2) Placement of output register. If the output register is not placed in the IOB you can have additional routing delays. Make sure you allow the mapper to push flip-flops into IOB's for outputs. In XST there is also the option for the synthesis stage to place flip-flops in the IOB.

3) Additional timing paths. Sometimes the timing report is not showing your normal clock-to-output delay but rather the reset to output delay. This occurs if your reset term is synchronous to the clock. Thus for example if rst_n was created on a rising edge of i_clk, the timing report will see a path from i_clk to rst_n through the reset of the output flip-flop and finally to the output pad. Usually this is not a path that needs to meet your OUT AFTER specification. You can use TIG on your reset nets to avoid this. You can see this in the timing report if you look at the path that fails and see the reset net somewhere in the chain.

HTH, Gabor

However, if you take the TIG approach on synchronous reset nets, you might find out that the post-place-and-route simulation does not work. This might happen if the path between the reset flip-flop and the reset input of any other flip-flop is about the length of your clock period. In this case there will be a violation on reset input with respect to clock input, throwing an unknown at the output that will never be recovered, trashing all your simulation.

There might be approaches to avoid this, but I don't know them. I only use TIG for asynchronous resets where you cannot predict when the reset signal will actually happen. Later I play with the reset timing in the testbench to make sure it does not interfere with the operation of my circuit during simulation.

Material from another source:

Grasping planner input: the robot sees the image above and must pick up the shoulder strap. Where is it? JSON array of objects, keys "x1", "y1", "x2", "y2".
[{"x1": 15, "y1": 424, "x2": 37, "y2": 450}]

In general, I think it's good to add the following lines to your UCF file:

ENABLE = reg_sr_q; NET "nreset" TIG;

where "nreset" is an asynchronous signal. The "reg_sr_q" option enables the analysis of paths through the Reset and Set pins of your synchronous elements. The "nreset" signal will not be analysed since you TIG'ed it. However, any other synchronous resets that you might generate inside your circuit will be analysed to make sure things work as expected.

Please correct me if I'm wrong. Regards.

You didn't mention if you're using a DCM to buffer/deskew the input clock. If you aren't using one, you have multiple sources for your output delay: a) the clock delay caused by the going through the input buffer and BUFG onto the global clock line b) the clock-to-Q delay of the flop c) the delay from the flop to the output pad.

As a previous poster mentioned, make sure you have the tools set to map the flop into the IOB to eliminate routing delays (item c) above.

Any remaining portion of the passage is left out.